The amazing thing about this book is that it wasn't depressing to write. It felt like an enormous privilege to talk with these guys so intimately and to witness the ways in which they worked their way through their grief. There's a good bit of stumbling and thrashing about in these stories, a lot of anger and all that, but in the end it was heartening to see how much they wanted to talk about it, how much they wanted to be asked but found that people almost never did.
It was only after I finished the book that I figured out why I wrote it. It didn't have anything to do with Senator Ted Kennedy. It had to do with the fact that I was absolutely reeling from the demise of a five-year affair—my first—and I wanted to know how the hell people got through these things. That's part of what I love about writing; the way the meaning sneaks up on you. And the way, in writing, you find answers to questions you didn't even know you had.
"Widower provides not only a valuable and practical guide for the bereaved but insight into the ways in which self-help programs can help ease the pain and help the mourner to live once again."
— Psychology Today
"The authors have drawn out common themes from individual experiences which touched every aspect of these men's lives, and have said as much about the nature of relationships as the process of grieving. This book should be of immense encouragement to bereaved widowers as well as enlightening to professionals offering support."
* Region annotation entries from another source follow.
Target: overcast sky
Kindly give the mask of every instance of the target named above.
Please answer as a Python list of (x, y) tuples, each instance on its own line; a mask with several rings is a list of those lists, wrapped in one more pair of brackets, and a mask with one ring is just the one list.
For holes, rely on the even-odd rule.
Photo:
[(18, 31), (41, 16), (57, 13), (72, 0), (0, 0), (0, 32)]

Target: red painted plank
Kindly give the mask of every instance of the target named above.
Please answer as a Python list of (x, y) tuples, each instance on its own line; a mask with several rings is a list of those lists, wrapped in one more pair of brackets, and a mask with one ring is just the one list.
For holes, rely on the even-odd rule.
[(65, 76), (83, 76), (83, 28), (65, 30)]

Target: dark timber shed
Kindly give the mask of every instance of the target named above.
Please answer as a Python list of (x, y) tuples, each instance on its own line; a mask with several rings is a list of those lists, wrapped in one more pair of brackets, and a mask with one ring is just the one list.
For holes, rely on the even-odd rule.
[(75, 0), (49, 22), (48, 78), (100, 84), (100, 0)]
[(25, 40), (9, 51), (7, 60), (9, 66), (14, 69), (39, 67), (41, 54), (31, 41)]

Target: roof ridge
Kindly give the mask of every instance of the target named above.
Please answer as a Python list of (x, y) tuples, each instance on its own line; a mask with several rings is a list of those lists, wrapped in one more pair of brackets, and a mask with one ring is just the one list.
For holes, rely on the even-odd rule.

— Malcolm Williams, Principal Social Worker, St. Christopher's Hospice, Bereavement Care
"There are so few resources to help us males who grieve, or to help those who would help us through our grief understand what it is that makes dealing with grief so difficult. Every member of my grief group that has read this has found himself in one or more of the twenty grief experiences analyzed."
"I've read many books since my wife died on June 18th, most I thought would be helpful to a woman, but were of no use to me. I really thought this was a helpful book. Several of the stories really hit home with me. I think I most related to Bill, but I related to Hank, Mark, and Randy also. Some people I could not relate to at all. (Peter, George, Jan, etc.) It was really good that I bought this book."
"I've just completed this great book on the grieving plight of men who have lost their spouse. I'm currently walking that same path, only having lost my beloved wife a mere 13 1/2 weeks ago. I've read three books that deal with death/heaven, and so far this has been the best of the three. I plan on re-reading this again, particularly the stories about the men who are around my age (36) and how younger men deal with their grief."
"Most books seem to be written for and about widows, with perhaps a few pages about how the experience might differ for men. But this book is ALL about men—their words, their stories, and commentary by the authors. A particularly helpful list of resources in the Appendix."
"This book helped me look at different ways men handled grieving and I seen myself in some of the men. I seen that I wasn't crazy to have all these emotions and knew that I wasn't the only one going through this. It really is a great book for widowers to read and understand what they are going through."